Wroblewski, informando-lhe que mandara rezar missas pelos dois irmãos que
“tinham sido muito bons com o meu filhinho, que ficou totalmente transtornado
pela terrível notícia”. Outra carta, assinada por Antoine de Saint-Exupéry, também
foi enviada, porém a letra não corresponde às amostras dos seus trabalhos
daquele ano, sendo provável que tenha sido redigida pela própria mãe,
disfarçando a letra.
Quando
Antoine retornou a Saint-Maurice para as férias de Páscoa de 1914, a morte dos
irmãos Wroblewski-Salvez tornara-se objeto de sinistras e misteriosas
especulações. O irmão deles, Édouard — que secretamente se tornou piloto de
prova durante a Primeira Guerra Mundial porque a mãe, enlouquecida de dor,
proibira-lhe voar — fez uma investigação e concluiu que o avião fora sabotado,
pois os peritos descobriram uma fissura suspeita no suporte de uma asa.
Ele
recorda que, uma semana antes do acidente, a porta do hangar fora arrombada.
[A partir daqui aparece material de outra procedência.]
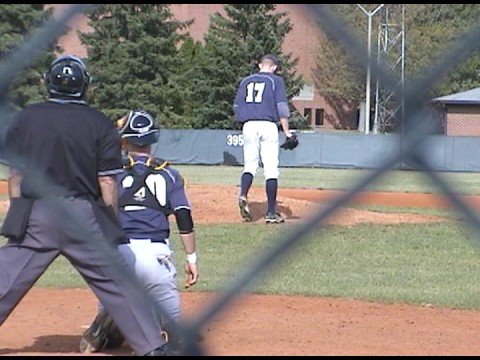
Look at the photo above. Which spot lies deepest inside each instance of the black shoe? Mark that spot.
(274, 218)
(244, 208)
(163, 350)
Alguns dias depois da catástrofe, um desconhecido apareceu na localidade,
fazendo croquis dos destroços. Meses mais tarde, a sra. Wroblewski aceitou um
hóspede alemão em seu apartamento lionês, no qual conservava as plantas dos
aviões concebidos pelos filhos. Antes da declaração de guerra, o homem partiu
sem aviso prévio, tendo sido posteriormente identificado como espião por um
comissário de polícia lionês. Os engenheiros militares que estudaram o
protótipo Salvez ficaram chocados com sua semelhança com o Fokker de concepção
holandesa, que daria ao exército aéreo alemão uma considerável vantagem no
início da guerra. Em 1914, em uma carta ao Progrès de Lyon, Édouard Wroblewski
afirmava que o Fokker era uma cópia do protótipo construído pelos seus irmãos.
Um
fragmento sem data de um poema de Antoine é a única lembrança direta de seu
primeiro voo, porém seu sonho de surpreender as populações locais foi realizado
pelos irmãos Salvez. Seu epitáfio foi redigido prematuramente por um repórter
anônimo do Progrès de Lyon que, alguns dias antes do acidente, vira-os voar
juntos durante uma hora, até a torre medieval de Saint-Denis, antes de
regressar ao centro da cidade: “... descrevendo longamente vôos magníficos e de
rara audácia; suas curvas em volta do campanário são realmente maravilhosas. O
público concentrado nas ruas segue com emoção as curvas imponentes e inclinadas
do majestoso pássaro, e aclama o piloto que domina totalmente seu aparelho.”
O
jornalista teria podido acrescentar: “Vivam os irmãos Salvez!”